The statute further provides "[a]ny motor vehicle used in violation of this section shall constitute contraband which may be seized by a law enforcement agency and shall be subject to forfeiture proceedings pursuant to ss. 932.701 - 932.704." § 319.33(6), Fla. Stat. Even if it could be said that the vehicle did not automatically fall under section 932.701's definition of contraband, it fits within the definition under section 319.33.

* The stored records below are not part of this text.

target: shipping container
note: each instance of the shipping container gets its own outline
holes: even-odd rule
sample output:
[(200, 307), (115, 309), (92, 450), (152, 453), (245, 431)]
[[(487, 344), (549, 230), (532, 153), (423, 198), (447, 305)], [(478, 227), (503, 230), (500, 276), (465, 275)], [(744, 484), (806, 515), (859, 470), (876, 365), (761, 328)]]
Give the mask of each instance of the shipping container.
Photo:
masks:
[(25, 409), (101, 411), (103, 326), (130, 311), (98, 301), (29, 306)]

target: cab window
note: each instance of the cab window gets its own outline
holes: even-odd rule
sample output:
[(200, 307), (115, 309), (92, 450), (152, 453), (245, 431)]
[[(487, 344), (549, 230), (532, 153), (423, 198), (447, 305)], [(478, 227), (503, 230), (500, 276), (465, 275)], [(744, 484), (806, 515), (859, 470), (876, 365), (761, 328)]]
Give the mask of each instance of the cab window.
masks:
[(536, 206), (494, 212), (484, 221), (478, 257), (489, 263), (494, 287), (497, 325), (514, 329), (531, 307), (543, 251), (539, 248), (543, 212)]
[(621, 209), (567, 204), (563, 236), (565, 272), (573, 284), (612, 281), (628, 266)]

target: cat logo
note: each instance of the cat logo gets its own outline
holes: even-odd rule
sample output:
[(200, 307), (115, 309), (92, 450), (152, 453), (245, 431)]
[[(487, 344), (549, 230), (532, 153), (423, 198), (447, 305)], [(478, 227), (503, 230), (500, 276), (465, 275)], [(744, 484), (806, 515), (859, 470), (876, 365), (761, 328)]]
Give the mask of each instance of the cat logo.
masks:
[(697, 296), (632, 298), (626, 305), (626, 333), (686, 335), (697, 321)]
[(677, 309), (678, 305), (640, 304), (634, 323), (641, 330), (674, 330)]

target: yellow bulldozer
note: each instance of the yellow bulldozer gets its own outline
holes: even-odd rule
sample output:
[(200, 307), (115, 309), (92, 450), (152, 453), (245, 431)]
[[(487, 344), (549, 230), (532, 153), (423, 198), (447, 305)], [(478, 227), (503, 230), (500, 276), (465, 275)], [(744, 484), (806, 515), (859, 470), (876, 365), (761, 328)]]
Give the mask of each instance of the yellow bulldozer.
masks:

And last, the defendant argues the seizure of the Escalade constitutes excessive punishment, prohibited by Article I, § 17 of the Florida Constitution. She explains the forfeiture is excessive punishment because she was convicted of only two misdemeanor charges, thus the punishment was disproportional. The State responds the forfeiture is directly related to the crime and does not constitute excessive punishment. By granting summary judgment, the trial court rejected the defendant's argument sub silencio. Very recently, the United States Supreme Court has weighed in on the issue. Timbs v. Indiana , ––– U.S. ––––, 139 S.Ct. 682, 203 L.Ed.2d 11 (2019). There, the Court held the Fourteenth Amendment's Due Process Clause incorporates the Eighth Amendment's protection against excessive fines. Id. at 687. The Court did so in a case very similar to this one where an Indiana resident had his new Land Rover SUV forfeited based on his conviction for dealing in a controlled substance and conspiracy to commit theft. Id. at 686.
The Indiana trial court denied the State's request to forfeit the $42,000 vehicle finding the forfeiture to be grossly disproportionate to the gravity of the offenses. Id. The intermediate appellate court agreed. Id. The Indiana Supreme Court disagreed holding the Eighth Amendment's excessive fines clause was inapplicable to the state's forfeiture. Id. The United States Supreme Court reversed. Id. at 691.
Similarly, the Escalade's forfeiture in this case may be grossly disproportionate to the gravity of the two misdemeanor offenses to which the defendant pleaded or even the felony charges for which she was arrested. Because the trial court did not have the benefit of Timbs when it ruled on the motion for summary judgment, we remand the case to the trial court to determine if the value of the forfeited property is grossly disproportionate to the gravity of the offenses.
Reversed and remanded.
Ciklin and Klingensmith, JJ., concur.